A named list with the following elements:

Model

The best-performing survival model retrained on the full dataset.

ML_Models

All evaluated survival models with aggregated C-index results.

C_index_median

Median C-index of the top-performing model.

Custom_output

Optional list of custom outputs from fold construction.

Details

Depending on the inputs, the function can:

  1. Build folds internally or accept custom folds from a user-defined function.

  2. Train survival models with or without hyperparameter tuning.

  3. Compute and aggregate the Concordance Index (C-index) across folds.

  4. Identify and retrain the top-performing model using optimal parameters.

Internally, the function:

  • Merges predictors and outcomes into a single dataset.

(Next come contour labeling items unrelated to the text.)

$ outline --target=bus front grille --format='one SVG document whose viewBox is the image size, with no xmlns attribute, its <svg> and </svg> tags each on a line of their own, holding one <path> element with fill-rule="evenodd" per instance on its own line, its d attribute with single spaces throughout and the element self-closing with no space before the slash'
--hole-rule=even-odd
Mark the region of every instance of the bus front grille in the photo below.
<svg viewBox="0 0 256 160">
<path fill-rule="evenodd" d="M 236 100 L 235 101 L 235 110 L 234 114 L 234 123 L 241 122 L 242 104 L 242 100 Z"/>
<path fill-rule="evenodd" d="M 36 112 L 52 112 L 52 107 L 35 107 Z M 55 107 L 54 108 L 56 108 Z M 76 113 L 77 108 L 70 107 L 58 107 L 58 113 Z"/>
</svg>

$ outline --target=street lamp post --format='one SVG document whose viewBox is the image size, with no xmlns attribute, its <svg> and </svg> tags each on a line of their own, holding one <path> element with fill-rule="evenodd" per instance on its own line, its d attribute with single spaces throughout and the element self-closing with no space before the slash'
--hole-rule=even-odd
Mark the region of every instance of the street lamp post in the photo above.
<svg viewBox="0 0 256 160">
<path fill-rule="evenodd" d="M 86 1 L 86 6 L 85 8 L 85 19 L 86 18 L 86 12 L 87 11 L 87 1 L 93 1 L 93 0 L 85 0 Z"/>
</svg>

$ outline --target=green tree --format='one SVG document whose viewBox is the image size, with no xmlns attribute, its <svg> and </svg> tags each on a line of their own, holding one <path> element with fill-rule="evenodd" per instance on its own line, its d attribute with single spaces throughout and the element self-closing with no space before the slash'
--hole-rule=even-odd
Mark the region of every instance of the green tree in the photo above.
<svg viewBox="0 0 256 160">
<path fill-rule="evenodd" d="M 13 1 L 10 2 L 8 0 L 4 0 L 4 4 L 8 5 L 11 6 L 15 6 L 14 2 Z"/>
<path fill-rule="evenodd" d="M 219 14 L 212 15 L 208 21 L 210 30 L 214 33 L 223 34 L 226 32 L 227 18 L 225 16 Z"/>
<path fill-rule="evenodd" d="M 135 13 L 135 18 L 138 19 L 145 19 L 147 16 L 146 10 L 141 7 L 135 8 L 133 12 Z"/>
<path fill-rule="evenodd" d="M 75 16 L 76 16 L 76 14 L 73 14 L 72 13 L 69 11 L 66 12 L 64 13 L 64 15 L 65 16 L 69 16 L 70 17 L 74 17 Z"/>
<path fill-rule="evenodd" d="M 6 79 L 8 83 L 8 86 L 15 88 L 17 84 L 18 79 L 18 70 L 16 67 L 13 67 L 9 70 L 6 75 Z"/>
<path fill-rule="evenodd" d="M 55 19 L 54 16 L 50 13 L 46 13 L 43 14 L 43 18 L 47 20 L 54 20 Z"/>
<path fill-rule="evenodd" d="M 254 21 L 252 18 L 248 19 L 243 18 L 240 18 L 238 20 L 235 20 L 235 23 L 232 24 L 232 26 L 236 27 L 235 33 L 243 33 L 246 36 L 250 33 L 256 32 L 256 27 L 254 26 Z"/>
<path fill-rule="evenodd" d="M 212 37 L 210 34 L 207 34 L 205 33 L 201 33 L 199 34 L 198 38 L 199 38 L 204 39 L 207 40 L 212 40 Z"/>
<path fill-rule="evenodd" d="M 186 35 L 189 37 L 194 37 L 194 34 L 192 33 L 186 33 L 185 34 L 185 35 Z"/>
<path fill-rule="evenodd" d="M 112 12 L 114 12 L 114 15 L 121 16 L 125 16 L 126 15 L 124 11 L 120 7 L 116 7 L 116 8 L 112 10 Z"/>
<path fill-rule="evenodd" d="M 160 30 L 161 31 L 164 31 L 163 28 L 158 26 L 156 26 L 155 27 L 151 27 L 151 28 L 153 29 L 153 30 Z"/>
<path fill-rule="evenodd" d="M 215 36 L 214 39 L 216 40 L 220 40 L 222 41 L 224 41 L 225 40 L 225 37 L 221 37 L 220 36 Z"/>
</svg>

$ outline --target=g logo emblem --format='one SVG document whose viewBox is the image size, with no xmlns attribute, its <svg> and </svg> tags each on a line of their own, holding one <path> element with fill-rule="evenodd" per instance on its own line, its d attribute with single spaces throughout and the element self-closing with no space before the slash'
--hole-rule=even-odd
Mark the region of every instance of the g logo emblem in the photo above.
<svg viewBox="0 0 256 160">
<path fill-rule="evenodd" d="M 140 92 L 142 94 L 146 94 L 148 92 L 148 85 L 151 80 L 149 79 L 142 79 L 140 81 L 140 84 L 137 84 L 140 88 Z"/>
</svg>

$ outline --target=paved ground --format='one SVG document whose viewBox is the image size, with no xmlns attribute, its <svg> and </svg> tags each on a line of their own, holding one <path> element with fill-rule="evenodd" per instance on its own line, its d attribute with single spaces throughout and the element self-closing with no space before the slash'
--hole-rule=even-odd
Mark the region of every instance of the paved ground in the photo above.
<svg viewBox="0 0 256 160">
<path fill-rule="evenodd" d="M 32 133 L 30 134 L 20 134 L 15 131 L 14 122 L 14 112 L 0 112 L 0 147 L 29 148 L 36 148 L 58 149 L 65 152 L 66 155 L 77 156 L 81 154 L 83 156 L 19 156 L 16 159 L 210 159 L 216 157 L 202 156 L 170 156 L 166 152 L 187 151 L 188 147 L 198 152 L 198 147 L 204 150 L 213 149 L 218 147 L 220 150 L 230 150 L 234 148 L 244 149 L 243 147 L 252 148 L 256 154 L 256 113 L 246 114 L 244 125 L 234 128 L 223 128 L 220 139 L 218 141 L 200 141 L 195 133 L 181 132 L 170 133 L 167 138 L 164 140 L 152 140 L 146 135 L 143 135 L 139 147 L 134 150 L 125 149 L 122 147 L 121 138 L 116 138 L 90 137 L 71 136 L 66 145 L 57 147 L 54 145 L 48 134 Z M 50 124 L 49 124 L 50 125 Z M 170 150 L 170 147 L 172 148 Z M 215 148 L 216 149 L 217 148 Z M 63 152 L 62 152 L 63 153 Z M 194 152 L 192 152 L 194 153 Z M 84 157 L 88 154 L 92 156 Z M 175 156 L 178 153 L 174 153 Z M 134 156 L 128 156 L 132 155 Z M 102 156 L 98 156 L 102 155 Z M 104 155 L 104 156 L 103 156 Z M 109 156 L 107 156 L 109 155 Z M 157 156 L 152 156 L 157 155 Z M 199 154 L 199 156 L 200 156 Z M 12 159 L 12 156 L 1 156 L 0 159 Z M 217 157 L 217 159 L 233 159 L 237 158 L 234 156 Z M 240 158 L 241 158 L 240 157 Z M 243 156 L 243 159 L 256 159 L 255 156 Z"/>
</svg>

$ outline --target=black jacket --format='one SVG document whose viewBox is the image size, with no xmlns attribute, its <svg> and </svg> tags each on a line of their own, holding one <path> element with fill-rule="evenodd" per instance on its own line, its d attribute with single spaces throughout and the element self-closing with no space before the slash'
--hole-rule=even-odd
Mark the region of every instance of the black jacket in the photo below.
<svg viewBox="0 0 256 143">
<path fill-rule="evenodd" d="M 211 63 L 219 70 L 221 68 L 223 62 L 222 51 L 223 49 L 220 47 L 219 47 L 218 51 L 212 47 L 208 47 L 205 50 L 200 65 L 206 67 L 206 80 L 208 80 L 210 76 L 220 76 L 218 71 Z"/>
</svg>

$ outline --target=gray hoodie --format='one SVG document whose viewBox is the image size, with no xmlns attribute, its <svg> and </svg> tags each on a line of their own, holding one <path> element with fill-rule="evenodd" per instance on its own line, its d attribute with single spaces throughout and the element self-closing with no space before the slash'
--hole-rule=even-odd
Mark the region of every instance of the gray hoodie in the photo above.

  • Creates stratified folds using rsample, either by event rate or by cohort × event combinations (if LODO = TRUE).

  • Evaluates a predefined set of survival models: Cox PH, penalized Cox (glmnet), AFT (flexsurv), decision trees, bagged trees, and random forests.

  • Aggregates the median and MAD of the C-index across resamples.

  • Retrains the best-performing model with its optimal hyperparameters.

When a custom fold construction function is provided via fold_construction_fun, the function handles folds in parallel, saves intermediate results under "Results/", and returns additional outputs for advanced integration.